Sexual Health
Accidentally breaking into an extramarital relationship between my husband and a woman
[Question]
I have been married for ten years and have a 9-year-old son who works as a teacher. My husband is at a training institution. My husband was discovered to be having an affair with a former female colleague during his father's cancer hospitalization, when I cooked the meal and he took the child to the hospital to deliver the meal. When I went online, I thought it was my QQ friend who clicked and discovered that he and his colleague were also my current colleague's secrets. I told him I knew, and I cried.
For the first time in ten years of marriage, I felt a bit unsure. He said he just talked to her and didn't do anything wrong to me. Two days later, he brought back some specialties and said they were given by his subordinates. But intuition tells me he's lying. Sure enough, I knew the truth with a little attention. "I didn't argue with him, but I just told him that a man who isn't greedy for money won't commit a crime, and if he isn't greedy for sex, he'll have a lot less trouble.".

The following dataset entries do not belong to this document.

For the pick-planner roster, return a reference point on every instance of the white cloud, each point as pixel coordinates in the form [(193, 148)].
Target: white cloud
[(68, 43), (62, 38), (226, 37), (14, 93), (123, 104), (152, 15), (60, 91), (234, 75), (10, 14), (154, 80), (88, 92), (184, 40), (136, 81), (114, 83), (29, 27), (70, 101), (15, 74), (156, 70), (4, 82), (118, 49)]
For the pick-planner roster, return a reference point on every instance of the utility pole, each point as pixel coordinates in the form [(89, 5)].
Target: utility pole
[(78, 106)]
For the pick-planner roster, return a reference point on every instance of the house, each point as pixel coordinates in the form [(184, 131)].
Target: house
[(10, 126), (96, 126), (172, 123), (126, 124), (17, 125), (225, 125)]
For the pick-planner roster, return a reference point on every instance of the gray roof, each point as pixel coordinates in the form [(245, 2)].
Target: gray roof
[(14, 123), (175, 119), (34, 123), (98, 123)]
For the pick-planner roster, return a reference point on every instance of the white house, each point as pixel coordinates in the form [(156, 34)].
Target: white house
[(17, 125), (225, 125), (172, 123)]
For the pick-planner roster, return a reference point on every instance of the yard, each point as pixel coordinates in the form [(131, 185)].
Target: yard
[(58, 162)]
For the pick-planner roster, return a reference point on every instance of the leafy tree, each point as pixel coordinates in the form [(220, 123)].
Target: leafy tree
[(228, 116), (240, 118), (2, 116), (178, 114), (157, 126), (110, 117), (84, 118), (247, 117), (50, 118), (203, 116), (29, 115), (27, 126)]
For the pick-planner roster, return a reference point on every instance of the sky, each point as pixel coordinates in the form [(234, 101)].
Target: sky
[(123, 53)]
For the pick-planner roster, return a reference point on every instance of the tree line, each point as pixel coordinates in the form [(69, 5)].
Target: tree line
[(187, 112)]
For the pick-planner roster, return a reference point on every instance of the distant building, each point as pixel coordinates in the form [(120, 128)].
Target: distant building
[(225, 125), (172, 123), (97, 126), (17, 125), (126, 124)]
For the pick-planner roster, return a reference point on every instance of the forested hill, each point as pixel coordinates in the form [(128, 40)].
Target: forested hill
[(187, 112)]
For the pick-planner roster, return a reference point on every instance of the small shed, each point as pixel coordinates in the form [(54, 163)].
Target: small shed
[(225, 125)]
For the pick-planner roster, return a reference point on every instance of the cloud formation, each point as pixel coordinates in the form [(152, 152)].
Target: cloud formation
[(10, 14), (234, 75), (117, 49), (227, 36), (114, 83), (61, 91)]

I thought life would calm down. Until recently, he often returned late or occasionally did not return. I choose to believe that he is really a job. But intuition tells me it shouldn't be all. Because he was very quiet over there after several phone calls. The day before yesterday, it was the company's annual meeting. But I didn't come back all night (what I understand is that the dinner broke up after 10 o'clock). The next morning, I didn't answer his phone because I was worried about calling. Later, he said he was in the company. After dinner, I went to play with my colleagues. Come back this afternoon and tell me. I'll ask him first when I get home at night. I said I was worried about his drunk driving when I didn't come home all night. And analyzed the reason why he couldn't possibly be playing with colleagues. He said he was in the hospital with a woman. The woman liked him and he refused. The woman got drunk and he took her to the hospital for the night. And said he didn't do anything to apologize to me. "For a moment I collapsed, wouldn't it be right if I didn't go to bed?"? There was no noise or crying. I just asked him what the name of the woman was. "I didn't give at first, but I gave later, but I couldn't convince myself to believe him anymore.". A letter was sent to his mailbox. Without complaining or scolding, I just told him that I let go because I loved him. Can the teacher tell me how I can do better?
[Answer]
You have a good upbringing. He too. This has determined that you can negotiate everything together. After ten years of marriage, you have hardly had a red face. Even when there is disagreement, you can always handle it properly and reach an agreement. Peace is the main theme of your marriage life.
But life has its variables, and there are inevitably moments of uncertainty in the heart. In this society, there are too many temptations. Even if you have principles, it is difficult to ensure that those who do not have principles do not covet your existing happiness. He is now facing this situation. A lonely woman doesn't even care if a man has a family. Such women are often delicate and pitiful, with a delicate appearance that requires urgent care and care. Men are naturally protective and can easily exceed the normal line of communication between men and women in contact. At this time, it is very rare for you to be able to communicate with each other heart to heart. Although he has begun to conceal some of your true situation, he still tells you the truth in the end, so he is not a habitual emotional offender. Your emotions are too calm, and a momentary breakdown is just hidden within you. It's time to express anger, sadness, and loss. At such a moment, it's necessary to express it. You need to let him know how upset you are at home when he is with other women. Let him know that you deeply need him and that you are the one who needs him most to take care of, not the others.
"That email was very unwise and easy to let go. It wasn't love, it was love's cowardice.". But since it has been sent to him, it doesn't matter. If he mentions it, you will timely reveal your uneasiness and fears, making men feel distressed. In short, let him love you rather than pity a third party. "You and a third person are colleagues, and the best way to separate is for the third person to say goodbye to themselves, so that your marriage will not be affected by this over and over again.".